We were curious if in your discussions with the FDA they'd ever asked for more data around the losmapimod's mechanism of action. As you mentioned, AVIDITY had some biomarker DUX4 reduction. clinically. I know preclinically you showed that, but you hadn't been able to clinically. So, I'm just kind of curious if you'd be open to rerunning archived biopsies from ReDUX using maybe a more sensitive assay if the FDA wanted you to? Or if not, if you think, really, at this point, the FDA is only concerned with validating the RWS tool?

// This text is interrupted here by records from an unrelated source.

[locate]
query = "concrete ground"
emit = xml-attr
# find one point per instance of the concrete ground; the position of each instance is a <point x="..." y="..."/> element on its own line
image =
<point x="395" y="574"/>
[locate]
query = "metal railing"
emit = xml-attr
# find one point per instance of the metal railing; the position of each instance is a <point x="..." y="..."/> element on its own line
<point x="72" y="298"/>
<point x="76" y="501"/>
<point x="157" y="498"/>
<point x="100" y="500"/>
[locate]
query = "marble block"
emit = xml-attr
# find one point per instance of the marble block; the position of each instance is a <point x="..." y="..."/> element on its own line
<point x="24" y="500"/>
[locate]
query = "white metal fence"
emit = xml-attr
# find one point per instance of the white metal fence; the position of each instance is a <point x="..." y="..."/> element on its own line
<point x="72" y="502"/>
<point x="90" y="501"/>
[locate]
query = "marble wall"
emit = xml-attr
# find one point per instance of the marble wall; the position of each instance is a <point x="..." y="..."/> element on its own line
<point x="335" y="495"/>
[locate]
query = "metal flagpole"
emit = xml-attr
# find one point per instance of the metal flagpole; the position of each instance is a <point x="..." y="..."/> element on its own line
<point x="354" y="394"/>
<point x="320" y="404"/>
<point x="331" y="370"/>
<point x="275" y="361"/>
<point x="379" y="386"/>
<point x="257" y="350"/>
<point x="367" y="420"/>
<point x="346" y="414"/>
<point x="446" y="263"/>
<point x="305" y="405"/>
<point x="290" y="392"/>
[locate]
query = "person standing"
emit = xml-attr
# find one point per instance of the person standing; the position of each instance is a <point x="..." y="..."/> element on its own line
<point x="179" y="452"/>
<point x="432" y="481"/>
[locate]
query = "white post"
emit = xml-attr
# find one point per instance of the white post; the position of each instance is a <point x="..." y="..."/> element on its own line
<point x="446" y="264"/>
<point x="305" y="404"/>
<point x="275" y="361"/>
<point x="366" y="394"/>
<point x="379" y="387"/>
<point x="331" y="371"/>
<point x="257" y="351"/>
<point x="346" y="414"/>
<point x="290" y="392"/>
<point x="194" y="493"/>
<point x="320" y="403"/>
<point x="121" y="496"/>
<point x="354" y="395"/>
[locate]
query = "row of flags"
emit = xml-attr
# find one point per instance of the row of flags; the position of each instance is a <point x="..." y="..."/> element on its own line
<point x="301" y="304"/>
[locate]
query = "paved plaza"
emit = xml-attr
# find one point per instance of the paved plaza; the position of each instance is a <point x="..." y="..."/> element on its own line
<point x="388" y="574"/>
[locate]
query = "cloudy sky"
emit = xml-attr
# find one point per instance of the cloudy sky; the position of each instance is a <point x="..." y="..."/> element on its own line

Yes. Thanks, Matt. Great question. And let me turn that over to Iain as well.

Matt, thanks. The issue of going back to biomarkers has not been something that's come up in any of discussions with the agency. The focus, I think, has very much been on the endpoints, given that it's a functional endpoint and the secondary endpoint similarly, are functional or related to muscle health. So, we haven't up to this point, received any specific requests around that. So, we don't have any specific plans to do so. The evidence that we have both in the original discovery of losmapimod as well as in the characterization of it was done in muscle cells derived from patients with FSHD, and you can perform the characterizations of the effect on DUX4 and all the downstream transcript pretty convincingly in that in vitro system where you don't have competition from other cell types and issues related to the biopsy and so on. And I think those data are very robust and show the mechanism of action on -- of losmapimod on the reductions of DUX4 and the downstream transcripts.

Okay. That makes sense. And maybe just squeeze one on the REACH 3 guidance. Is this a revision or just more fine-tuning from the prior guidance, which was year-end? And if it's a revision, kind of what are some of the factors driving that fit faster cadence going from year-end to now end of October.

Yes, Matt, this is Alex. Yes. No, it's nothing more than simply fine-tuning. We -- as we're getting closer and we're seeing the last handful of patients having their last visit, we feel very confident in terms of our ability to report out the top line results by the end of October.

[Operator Instructions]. There are no more questions in the queue. I would like to turn the call back to Alex for closing remarks. Please go ahead.

That's great. Thanks so much, Lisa. And again, thanks, everybody, for joining. Thanks to everyone for your interest in all the great things we're doing here at Fulcrum. And I guess before we conclude, I want to remind everyone that we continue to make progress with our Phase 1 PIONEER trial of pociredir, and are on track to report top-line data for the Phase 3 REACH trial by the end of October of this year. In parallel, we continue to prepare for the potential NDA filing and commercial launch of losmapimod in the U.S. With our cash runway into 2027, we believe we are well positioned to execute on our corporate objectives and look forward to building on this momentum in the months and years ahead. And as I always like to do, before we jump off the call, I would be remiss if I did not extend my sincere appreciation and gratitude to my fellow Fulcrum teammates, to the physicians we work with to advance our clinical studies, to our partners at the FSHD society and finally and most importantly, to the patients and family and their families around the world. Without you and your commitment to become involved in clinical trials, none of what we do would be possible. Thanks again to everyone who joined the call this morning. Please stay safe and healthy. Thanks so much.